Nos quedamos allí. Dos mujeres que habían amado al mismo hombre. Una de nosotras lo tenía. La otra había destruido todo intentándolo.
—Podría matarte —lo dije conversacional. Como un hecho.
—Lo sé.
—La manada lo apoyaría. Eres una traidora. Casi destruyes a su Alfa.
—Lo sé.
—Pero matarte no cambiará nada —miré su estómago. Esa prueba visible de su traición—. Y ese bebé no eligió esto. No pidió tenerte como madre.
La mano de Emma se tensó sobre su vientre. Protectora. Maternal.
—Te quedarás aquí hasta que nazca el bebé —tomé la decisión mientras hablaba—. Tendrás atención médica. Comida.
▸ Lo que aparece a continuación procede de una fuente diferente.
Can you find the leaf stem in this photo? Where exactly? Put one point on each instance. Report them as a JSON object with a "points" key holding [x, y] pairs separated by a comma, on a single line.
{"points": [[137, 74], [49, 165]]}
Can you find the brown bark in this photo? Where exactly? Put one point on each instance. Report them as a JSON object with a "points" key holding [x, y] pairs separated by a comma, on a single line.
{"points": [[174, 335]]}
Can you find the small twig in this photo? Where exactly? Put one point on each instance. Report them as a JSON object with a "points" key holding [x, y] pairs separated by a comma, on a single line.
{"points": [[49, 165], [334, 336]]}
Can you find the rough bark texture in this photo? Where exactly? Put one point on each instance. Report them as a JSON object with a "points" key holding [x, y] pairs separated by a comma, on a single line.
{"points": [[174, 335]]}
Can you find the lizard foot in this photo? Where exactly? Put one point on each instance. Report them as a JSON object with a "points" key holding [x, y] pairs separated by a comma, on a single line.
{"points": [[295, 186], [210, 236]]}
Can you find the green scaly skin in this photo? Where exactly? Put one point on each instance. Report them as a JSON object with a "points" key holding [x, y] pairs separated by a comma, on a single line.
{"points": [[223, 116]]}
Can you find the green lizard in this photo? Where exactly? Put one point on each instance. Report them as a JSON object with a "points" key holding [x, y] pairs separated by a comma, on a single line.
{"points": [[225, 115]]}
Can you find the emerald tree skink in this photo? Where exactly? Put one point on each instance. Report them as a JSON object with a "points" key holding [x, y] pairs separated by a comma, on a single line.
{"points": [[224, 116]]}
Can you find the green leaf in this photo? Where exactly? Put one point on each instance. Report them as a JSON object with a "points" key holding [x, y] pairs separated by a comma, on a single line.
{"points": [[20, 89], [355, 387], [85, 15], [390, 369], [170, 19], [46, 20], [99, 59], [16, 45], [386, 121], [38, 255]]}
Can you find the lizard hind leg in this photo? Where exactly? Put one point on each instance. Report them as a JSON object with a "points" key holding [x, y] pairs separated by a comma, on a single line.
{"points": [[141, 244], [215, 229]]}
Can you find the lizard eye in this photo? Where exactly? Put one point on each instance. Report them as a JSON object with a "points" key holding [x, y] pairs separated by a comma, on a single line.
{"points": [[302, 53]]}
Seguridad.
Sus ojos se agrandaron. —¿Me… me dejas vivir?
—¿Después de que llegue el bebé? —continué—. Serás exiliada. Al borde más lejano del territorio de la manada. Vivirás allí. Sola. Sin apoyo de la manada. Sin visitas. Sin contacto con nadie de aquí.
—¿Pero el bebé? —su voz tembló—. ¿Qué pasará con…
—El bebé se queda contigo —las palabras dolieron al decirlas—. Pero lo criarás sola. Sin ayuda. Sin recursos de la manada. Sin nada.
Era duro. Incluso cruel. Pero se sentía correcto.
Ella había elegido este camino. Elegido destruir mi familia. Ahora viviría con las consecuencias.
—Gracias —lo susurró. Sincera—. Gracias por no matarme.
No respondí. Simplemente me di la vuelta y me alejé.